Stochastic processes are commonly used to model various aspects of the evolution of organisms, both at the level of the population (e.g. gene frequencies), and at the level of the species (e.g. traits). This is because stochastic processes allow us to model both the deterministic aspects of evolution, such as selection, as well as the stochastic aspects of evolution, such as genetic drift and other sources of “randomness” in the same modelling framework. Indeed, the development of modern phylogenetic comparative methods has focussed attention on the need for explicit models of evolution in order to test hypotheses about the phenotypic correlations among traits, and correlations between traits and environments. Further, explicit models of evolution are necessary in order to understand the dynamics of trait change and disparity through “deep” time.
In this talk I will discuss the mathematical structure of some commonly-used stochastic process models of evolution (diffusions). I will discuss similarities and differences among models and introduce two new evolutionary models that may be of use particularly when traits are “non-Gaussian”, that is, when traits do not follow a Normal distribution. I will discuss the implementation of software in order to fit such diffusion models to trait data on phylogenies. Pitfalls and issues associated with testing hypotheses about model parameters will also be addressed, as will directions for future research.
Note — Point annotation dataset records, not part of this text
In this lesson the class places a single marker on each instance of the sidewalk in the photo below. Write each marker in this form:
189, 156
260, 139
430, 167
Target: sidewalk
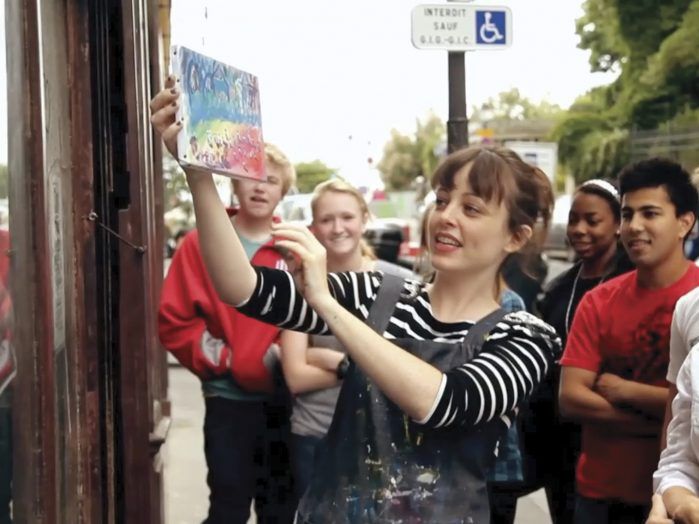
186, 494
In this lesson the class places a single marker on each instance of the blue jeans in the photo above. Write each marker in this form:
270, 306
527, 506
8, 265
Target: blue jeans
247, 455
605, 511
303, 454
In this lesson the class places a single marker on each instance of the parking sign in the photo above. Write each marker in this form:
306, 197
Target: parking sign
459, 27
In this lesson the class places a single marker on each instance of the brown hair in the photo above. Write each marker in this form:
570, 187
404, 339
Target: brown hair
336, 185
499, 174
274, 156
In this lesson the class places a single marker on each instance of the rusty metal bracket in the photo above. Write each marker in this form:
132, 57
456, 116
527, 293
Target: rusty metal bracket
94, 217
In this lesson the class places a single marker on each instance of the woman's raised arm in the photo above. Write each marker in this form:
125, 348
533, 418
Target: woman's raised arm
223, 254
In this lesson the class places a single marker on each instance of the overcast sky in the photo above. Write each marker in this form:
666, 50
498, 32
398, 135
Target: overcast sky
331, 71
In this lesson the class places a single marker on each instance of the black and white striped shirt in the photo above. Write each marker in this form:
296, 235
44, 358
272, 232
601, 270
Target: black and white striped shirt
513, 360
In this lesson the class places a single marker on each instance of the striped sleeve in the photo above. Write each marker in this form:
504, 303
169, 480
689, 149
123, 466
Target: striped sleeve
514, 360
276, 300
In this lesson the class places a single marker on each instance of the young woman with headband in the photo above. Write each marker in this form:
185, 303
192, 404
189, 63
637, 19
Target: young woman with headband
593, 233
436, 370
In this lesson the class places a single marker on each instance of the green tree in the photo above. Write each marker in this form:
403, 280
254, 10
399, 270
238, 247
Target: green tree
407, 157
511, 105
310, 174
652, 45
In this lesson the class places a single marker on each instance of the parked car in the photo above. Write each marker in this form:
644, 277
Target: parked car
556, 244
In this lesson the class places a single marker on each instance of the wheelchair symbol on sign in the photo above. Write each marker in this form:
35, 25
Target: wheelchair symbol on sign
489, 32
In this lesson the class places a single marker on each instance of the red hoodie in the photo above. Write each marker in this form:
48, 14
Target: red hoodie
189, 306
Simone Blomberg started out as a lizard ecologist (PhD with R. Shine (USyd) at the same time as Scott Keogh). After a successful postdoc on phylogenetic comparative methods in the USA with T. Garland and A. Ives (U. Wisconsin, Madison and U. California, Riverside), Simone returned to Australia without a job. After trying (and failing) to obtain a position as a lizard ecologist, Simone re-trained, gaining a Masters degree in Applied Statistics from the ANU (2004). After working as an applied statistician with D. Lindenmayer (ANU), in 2007 Simone was appointed to a lectureship in the School of Biological Sciences at the University of Queensland, with a special focus on providing a statistical consulting service to academic staff and postgraduate students. She has been there ever since, researching the interface between statistics and evolutionary theory, supervising postgraduate students, teaching undergraduates and working to further increase the quality of science produced by the UQ School of Biological Sciences.